101evler.com Scraper and Data Extractor

⚠️ SECURITY ALERT: This repository had exposed secrets in history. See SECURITY.md for immediate actions.

🔀 FORK NOTICE: This is a heavily modified fork. Original: ardakaraosmanoglu/kibris-emlak-101evler-scraper
Changes: +2000 lines, Telegram bot, notifications, Docker support, comprehensive scanning, professional architecture.
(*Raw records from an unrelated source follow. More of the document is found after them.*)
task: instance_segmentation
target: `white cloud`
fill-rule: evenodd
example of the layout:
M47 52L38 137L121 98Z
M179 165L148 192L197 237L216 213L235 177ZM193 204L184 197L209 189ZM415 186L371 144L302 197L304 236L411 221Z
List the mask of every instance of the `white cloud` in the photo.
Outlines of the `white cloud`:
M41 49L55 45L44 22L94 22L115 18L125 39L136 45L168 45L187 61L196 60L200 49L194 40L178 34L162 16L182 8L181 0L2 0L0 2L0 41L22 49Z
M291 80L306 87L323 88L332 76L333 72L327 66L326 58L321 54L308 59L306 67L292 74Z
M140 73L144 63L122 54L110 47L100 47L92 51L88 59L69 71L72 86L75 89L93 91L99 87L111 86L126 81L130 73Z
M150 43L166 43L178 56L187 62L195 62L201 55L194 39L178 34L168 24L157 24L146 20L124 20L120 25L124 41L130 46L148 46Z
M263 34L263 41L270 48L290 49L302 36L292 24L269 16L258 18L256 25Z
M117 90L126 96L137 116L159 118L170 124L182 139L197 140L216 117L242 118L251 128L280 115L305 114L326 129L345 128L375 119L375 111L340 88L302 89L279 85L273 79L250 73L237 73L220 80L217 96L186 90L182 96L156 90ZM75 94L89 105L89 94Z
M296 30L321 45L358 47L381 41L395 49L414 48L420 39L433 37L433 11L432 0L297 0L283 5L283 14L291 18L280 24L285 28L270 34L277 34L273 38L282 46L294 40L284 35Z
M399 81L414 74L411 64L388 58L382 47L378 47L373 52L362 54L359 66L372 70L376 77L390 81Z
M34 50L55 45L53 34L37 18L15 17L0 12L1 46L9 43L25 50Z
This project scrapes property listing data from 101evler.com (specifically for Northern Cyprus) and extracts the details into a structured CSV file.

Features

Scrapes listing URLs from search result pages.
Uses Playwright for search pages to handle dynamic content.
Saves individual listing pages as HTML files.
Avoids re-scraping already saved listings and search pages.
Extracts detailed information from saved HTML listing pages using BeautifulSoup.
Handles potential errors during scraping and extraction.
Calculates approximate monthly rent in TL (based on a 14x multiplier and current exchange rates from the Turkish Central Bank).
Outputs extracted data to a CSV file (property_details.csv).
Includes continuous run mode for extract_data.py.
Automatically detects the total number of pages and listings.
Pauses for 10 minutes when blocked by access controls, then automatically resumes.
Stops when two consecutive blocking attempts are detected.

Prerequisites

Python 3.8+
pip (Python package installer)

Setup

Clone the repository:

git clone <your-repository-url>
cd <repository-directory>

Create a virtual environment (recommended):

python -m venv venv
source venv/bin/activate  # On Windows use `venv\Scripts\activate`

Install dependencies:
```
pip install -r requirements.txt
```
Install Playwright browsers: The crawl4ai library uses Playwright. You might need to install its browser binaries the first time:
```
playwright install
```

Usage

1. Scraping Listings (`scraper.main`)

This script crawls the search result pages to find listing URLs and then scrapes each listing's HTML content.

Configuration:
Open src/scraper/main.py. * Modify base_search_url: Change the path (e.g., /magusa, /girne, /lefkosa) to target different areas or property types (e.g., kiralik-daire, satilik-villa). The base should look like https://www.101evler.com/kibris/<listing_type>/<area>. * You can also adjust the output_dir (default: listings) and pages_dir (default: pages) if needed.
Command-line Arguments:
- --max-pages: Specify the maximum number of search pages to scrape.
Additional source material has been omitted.